FROM the relative coolness of the shade provided by a small rondavel, 58-year-old Rhoda Chinyanga of Mudinzva Village under Chief Nyashanu in Buhera carefully follows the harvesting of her sorghum.
A teenage girl, standing in the blistering heat of the sun, is involved in the mechanical routine of loading the brown grain into a plastic vessel and gently letting it fall onto the sack-covered ground whereupon a gentle wind blows away the chaff to some insignificant distance.
She has, and has apparently succeeded, to master the art of detecting the direction and the strength of the wind, which element is essential in the extraction of grain — and let it be every one of it — from the chaff.
The poise in the older woman seems to suggest some contentment in having imparted successfully this art of preternatural wind vanes and cup anemometers on the younger one.
It is an art she no doubt got from her elders and the latter from theirs in the continuum of African knowledge systems.

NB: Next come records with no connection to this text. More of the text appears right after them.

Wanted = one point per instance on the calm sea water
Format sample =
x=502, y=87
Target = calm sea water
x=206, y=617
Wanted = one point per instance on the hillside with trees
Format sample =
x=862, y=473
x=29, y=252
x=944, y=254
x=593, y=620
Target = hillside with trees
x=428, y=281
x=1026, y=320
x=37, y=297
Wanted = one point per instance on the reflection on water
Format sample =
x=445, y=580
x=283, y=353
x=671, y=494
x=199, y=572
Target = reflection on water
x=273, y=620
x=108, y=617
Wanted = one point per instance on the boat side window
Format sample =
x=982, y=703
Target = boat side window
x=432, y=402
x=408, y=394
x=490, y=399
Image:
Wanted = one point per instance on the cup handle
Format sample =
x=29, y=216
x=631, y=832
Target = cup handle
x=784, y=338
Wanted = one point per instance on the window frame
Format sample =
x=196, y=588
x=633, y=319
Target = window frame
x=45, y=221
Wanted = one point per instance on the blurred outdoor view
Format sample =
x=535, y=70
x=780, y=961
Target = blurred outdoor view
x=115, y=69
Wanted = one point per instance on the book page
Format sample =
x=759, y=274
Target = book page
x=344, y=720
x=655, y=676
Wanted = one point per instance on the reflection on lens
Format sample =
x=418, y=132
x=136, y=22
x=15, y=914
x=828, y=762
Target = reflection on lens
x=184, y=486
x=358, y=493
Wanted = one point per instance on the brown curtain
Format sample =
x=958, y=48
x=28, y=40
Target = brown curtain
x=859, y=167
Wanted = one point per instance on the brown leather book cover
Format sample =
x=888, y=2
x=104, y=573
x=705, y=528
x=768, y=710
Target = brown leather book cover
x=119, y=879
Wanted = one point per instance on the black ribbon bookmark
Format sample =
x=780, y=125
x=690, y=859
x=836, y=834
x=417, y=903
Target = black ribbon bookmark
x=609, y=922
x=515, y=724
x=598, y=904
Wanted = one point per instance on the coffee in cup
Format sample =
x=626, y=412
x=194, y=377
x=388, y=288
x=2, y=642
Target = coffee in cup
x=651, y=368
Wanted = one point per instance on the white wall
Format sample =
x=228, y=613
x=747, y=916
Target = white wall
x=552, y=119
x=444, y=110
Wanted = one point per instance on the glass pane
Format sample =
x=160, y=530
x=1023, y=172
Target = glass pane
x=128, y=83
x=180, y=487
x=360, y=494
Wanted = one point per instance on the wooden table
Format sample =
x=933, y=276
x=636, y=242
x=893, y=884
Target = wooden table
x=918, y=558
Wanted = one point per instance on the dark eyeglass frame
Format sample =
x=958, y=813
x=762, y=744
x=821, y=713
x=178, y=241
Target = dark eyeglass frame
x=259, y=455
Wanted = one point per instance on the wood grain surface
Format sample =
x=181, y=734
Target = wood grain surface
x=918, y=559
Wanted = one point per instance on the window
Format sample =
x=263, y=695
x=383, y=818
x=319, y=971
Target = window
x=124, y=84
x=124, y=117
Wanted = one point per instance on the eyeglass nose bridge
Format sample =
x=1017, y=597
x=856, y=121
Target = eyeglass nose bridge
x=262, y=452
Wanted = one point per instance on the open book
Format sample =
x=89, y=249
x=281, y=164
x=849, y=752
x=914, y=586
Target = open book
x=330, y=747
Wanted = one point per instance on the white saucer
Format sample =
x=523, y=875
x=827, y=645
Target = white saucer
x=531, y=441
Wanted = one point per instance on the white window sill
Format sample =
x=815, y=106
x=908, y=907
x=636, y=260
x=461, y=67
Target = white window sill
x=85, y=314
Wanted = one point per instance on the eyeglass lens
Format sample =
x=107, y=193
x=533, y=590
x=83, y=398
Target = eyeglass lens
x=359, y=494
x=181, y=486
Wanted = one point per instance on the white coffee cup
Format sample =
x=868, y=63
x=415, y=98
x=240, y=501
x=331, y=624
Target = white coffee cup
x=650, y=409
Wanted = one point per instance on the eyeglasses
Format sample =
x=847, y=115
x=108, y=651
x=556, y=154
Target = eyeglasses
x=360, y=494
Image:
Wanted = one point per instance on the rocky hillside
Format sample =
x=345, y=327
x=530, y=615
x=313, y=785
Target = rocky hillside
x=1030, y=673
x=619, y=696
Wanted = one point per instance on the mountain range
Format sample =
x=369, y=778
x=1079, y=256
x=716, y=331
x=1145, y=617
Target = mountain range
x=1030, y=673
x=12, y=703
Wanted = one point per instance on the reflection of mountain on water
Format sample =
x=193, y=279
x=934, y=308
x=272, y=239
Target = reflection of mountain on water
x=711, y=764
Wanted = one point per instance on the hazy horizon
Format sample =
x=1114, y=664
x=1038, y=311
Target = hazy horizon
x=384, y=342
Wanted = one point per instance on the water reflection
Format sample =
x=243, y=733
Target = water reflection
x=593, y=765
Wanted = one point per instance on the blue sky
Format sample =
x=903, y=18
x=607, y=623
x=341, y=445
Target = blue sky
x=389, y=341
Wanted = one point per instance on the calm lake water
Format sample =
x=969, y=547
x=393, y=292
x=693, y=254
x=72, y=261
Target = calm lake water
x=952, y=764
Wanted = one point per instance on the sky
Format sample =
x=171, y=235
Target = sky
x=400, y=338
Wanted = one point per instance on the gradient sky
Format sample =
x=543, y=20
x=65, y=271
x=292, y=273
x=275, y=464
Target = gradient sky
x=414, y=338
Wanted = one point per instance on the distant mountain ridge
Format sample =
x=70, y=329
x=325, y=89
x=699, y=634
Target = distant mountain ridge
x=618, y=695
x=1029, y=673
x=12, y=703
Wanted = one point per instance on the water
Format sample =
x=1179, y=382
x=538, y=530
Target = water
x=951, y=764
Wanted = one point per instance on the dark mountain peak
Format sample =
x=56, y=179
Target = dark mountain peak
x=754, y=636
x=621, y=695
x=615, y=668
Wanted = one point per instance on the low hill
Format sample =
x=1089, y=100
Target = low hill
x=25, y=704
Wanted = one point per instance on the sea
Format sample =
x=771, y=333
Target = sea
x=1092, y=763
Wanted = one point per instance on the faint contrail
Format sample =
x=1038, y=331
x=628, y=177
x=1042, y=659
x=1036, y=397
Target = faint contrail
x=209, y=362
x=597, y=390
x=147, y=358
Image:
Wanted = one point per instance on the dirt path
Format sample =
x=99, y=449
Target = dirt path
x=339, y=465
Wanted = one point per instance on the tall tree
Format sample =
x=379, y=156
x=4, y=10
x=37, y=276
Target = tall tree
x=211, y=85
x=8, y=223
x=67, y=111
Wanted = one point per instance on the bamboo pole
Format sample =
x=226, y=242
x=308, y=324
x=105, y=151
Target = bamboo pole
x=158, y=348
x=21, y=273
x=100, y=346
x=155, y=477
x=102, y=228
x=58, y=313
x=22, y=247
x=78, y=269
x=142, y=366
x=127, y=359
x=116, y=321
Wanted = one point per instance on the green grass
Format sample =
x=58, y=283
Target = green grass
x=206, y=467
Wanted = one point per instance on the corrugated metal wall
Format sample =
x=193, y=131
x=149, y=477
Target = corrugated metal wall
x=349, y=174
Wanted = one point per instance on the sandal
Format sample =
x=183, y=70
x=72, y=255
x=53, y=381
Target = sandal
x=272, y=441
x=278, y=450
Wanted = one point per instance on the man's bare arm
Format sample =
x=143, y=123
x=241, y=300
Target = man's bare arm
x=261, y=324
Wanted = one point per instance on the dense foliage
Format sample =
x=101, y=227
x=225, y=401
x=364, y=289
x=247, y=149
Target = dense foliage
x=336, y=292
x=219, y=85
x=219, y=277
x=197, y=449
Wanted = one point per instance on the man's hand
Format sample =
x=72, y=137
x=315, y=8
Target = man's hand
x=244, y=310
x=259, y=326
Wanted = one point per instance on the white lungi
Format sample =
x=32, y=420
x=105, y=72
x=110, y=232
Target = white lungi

But the old woman is not exactly content with her harvest.
It is another year of drought here.
The grain in front of her will only translate into two 50kg bags.
“I did not expect this,” she mourns, “I expected about one tonne.”
“The rain came in good time but went away at a critical time when it should have nourished the crops,” she adds.
She recalls the fecund hopes she had as the rains came down and she engaged the earth in the annual intercourse of committing seed to the ground with the hope of plenitude.
Now, with the pale produce, a sense of despair has set in and a lot of hungry days are looming on the horizon.
“The harvest won’t be enough for all nine of us and we have now to go for labour in the farms in Wedza and Chivhu so that we bring back maize to feed the family,” she says.
This kind of sojourn might take up to a month as she ensures that she has enough to satisfy the many gaping mouths.
Buhera’s climate, like the rest of the agro-ecological regions of its kind, can be very inclement.
Here is where even the much-vaunted small grains like sorghum, millet and rapoko take a battering, wilt and even die, making it small wonder then that for the last few seasons all but a couple of Buhera’s 33 wards have had to live with want.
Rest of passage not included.